C’est à ce moment que je repensai brusquement à la maison : un coin de ma chambre, un bout de tenture bleue, une carafe poussiéreuse – carafe d’eau restée intacte – sur la petite table dont un pied était plus court que les deux autres, et que je calais avec un bout de papier replié. Dans la pièce voisine devaient se trouver ma femme et mon fils – mais je ne les voyais pas. Si j’avais pu crier, je l’eusse fait, tellement cette image paisible était extraordinaire, ce bout de tenture bleue et cette carafe empoussiérée, encore pleine d’eau.

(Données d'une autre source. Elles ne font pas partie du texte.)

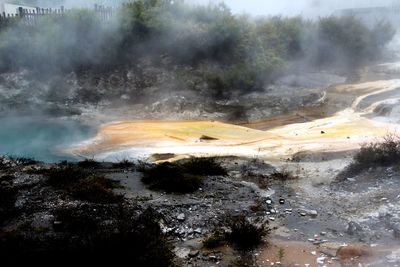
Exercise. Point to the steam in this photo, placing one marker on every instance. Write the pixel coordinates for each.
(78, 60)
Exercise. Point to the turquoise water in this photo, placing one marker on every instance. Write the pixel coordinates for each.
(40, 138)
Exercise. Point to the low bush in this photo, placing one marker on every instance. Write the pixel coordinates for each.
(214, 240)
(83, 185)
(184, 176)
(204, 166)
(374, 154)
(88, 163)
(171, 178)
(83, 239)
(244, 234)
(8, 197)
(123, 164)
(283, 175)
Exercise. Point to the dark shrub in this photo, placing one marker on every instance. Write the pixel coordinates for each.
(8, 197)
(245, 235)
(83, 185)
(283, 175)
(204, 166)
(123, 164)
(88, 163)
(216, 239)
(95, 189)
(384, 153)
(170, 178)
(82, 239)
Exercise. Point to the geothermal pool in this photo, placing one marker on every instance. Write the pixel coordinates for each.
(42, 139)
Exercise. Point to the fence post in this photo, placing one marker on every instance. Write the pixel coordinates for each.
(21, 12)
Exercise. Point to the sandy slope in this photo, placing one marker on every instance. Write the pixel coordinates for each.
(344, 130)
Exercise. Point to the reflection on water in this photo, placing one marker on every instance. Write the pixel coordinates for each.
(40, 138)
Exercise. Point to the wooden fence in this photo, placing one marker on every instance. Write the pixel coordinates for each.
(31, 16)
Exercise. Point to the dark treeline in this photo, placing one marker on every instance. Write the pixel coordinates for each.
(227, 51)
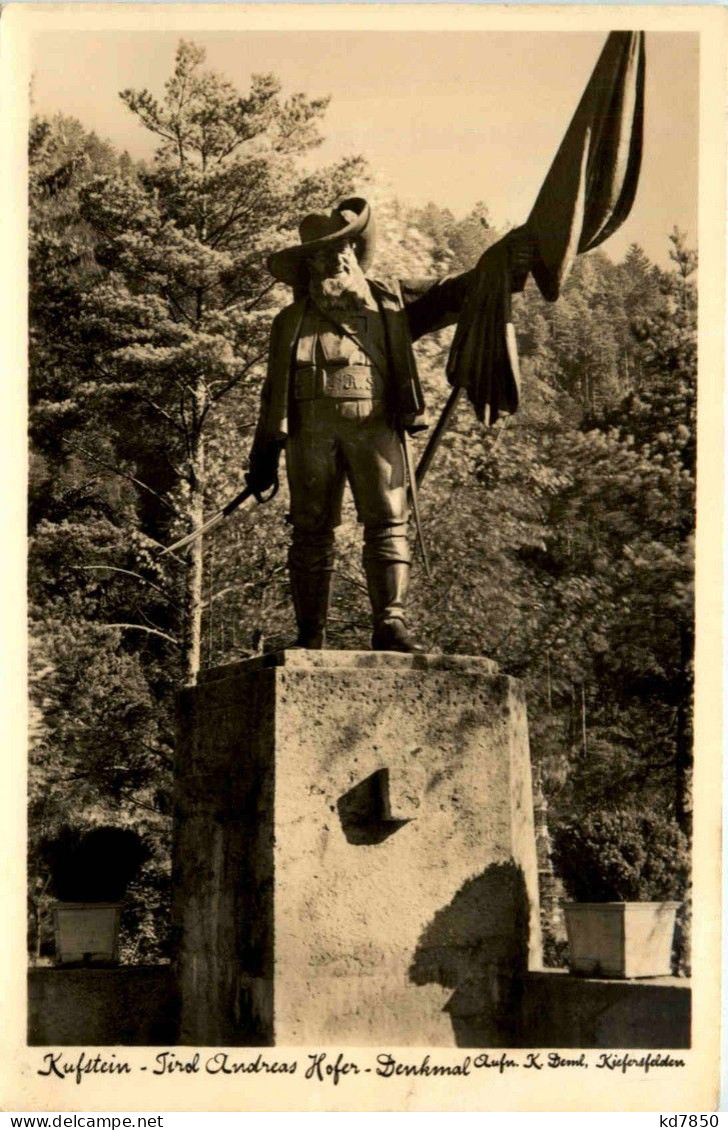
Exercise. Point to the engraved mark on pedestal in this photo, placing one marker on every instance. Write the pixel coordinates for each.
(366, 811)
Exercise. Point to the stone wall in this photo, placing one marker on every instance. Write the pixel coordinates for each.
(136, 1006)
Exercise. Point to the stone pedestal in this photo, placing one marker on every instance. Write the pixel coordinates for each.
(354, 858)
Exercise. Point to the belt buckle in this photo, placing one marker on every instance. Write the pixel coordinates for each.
(305, 383)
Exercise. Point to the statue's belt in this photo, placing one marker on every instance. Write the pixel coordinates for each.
(346, 382)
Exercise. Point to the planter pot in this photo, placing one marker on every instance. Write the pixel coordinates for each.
(86, 933)
(621, 939)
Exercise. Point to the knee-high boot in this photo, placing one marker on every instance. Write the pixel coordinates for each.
(311, 571)
(386, 561)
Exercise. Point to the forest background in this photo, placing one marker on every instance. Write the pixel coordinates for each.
(561, 539)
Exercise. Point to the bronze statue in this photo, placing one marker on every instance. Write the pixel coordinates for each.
(340, 393)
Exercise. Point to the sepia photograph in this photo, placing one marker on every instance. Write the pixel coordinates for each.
(363, 424)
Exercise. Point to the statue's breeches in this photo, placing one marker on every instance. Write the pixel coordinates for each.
(334, 441)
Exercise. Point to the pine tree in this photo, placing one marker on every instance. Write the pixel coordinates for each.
(181, 320)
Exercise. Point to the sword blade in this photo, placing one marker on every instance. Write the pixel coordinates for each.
(242, 502)
(415, 502)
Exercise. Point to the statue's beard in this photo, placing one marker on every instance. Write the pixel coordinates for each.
(344, 293)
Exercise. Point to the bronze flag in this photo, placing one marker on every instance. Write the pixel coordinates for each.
(587, 194)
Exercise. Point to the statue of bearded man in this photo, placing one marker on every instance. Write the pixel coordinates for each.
(341, 390)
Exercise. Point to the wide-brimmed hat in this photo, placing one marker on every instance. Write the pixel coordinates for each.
(351, 222)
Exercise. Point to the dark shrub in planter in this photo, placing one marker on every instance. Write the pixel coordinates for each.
(622, 855)
(95, 866)
(638, 862)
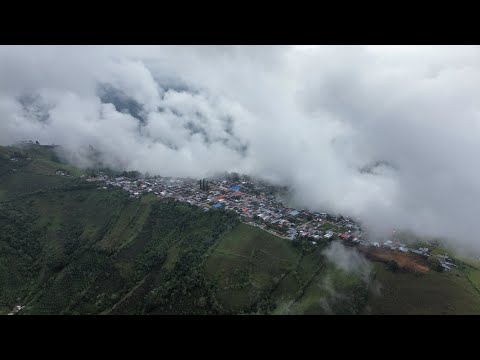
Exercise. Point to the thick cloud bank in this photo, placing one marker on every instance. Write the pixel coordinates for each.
(388, 134)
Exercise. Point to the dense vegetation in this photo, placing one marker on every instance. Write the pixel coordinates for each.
(72, 247)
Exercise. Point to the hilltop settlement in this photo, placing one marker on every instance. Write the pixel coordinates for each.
(258, 205)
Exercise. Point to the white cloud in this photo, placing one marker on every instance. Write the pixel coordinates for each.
(308, 116)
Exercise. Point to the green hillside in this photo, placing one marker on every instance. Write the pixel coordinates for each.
(70, 247)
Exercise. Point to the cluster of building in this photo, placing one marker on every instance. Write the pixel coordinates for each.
(257, 206)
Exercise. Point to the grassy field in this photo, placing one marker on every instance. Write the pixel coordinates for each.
(247, 263)
(430, 293)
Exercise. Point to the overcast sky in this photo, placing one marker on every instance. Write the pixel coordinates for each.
(308, 116)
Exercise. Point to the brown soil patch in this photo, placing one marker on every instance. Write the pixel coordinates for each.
(407, 261)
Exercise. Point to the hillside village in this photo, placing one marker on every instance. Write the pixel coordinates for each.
(258, 206)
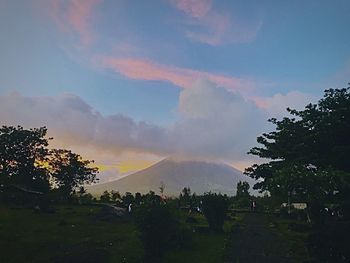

Je sais que je m’arrêtai en levant les bras, mais quelqu’un, derrière moi, me poussa ; je me remis vite à avancer, écartant la foule, me hâtant vers Dieu sait où, ne ressentant plus ni la chaleur ni la fatigue. Et je marchais depuis un long moment de la sorte, n’en finissant pas de traverser des rangs de soldats silencieux, longeant des nuques rouges et brûlées et frôlant des baïonnettes brûlantes que la fatigue abaissait, lorsque cette pensée m’arrêta : qu’étais-je en train de faire, où me hâtais-je tant d’aller ? Je m’écartai tout aussi vite, gagnai un espace dégagé, franchis un ravin et m’assis d’un air soucieux sur une pierre, comme si cette pierre brûlante et pleine d’aspérités était le but de tous mes efforts.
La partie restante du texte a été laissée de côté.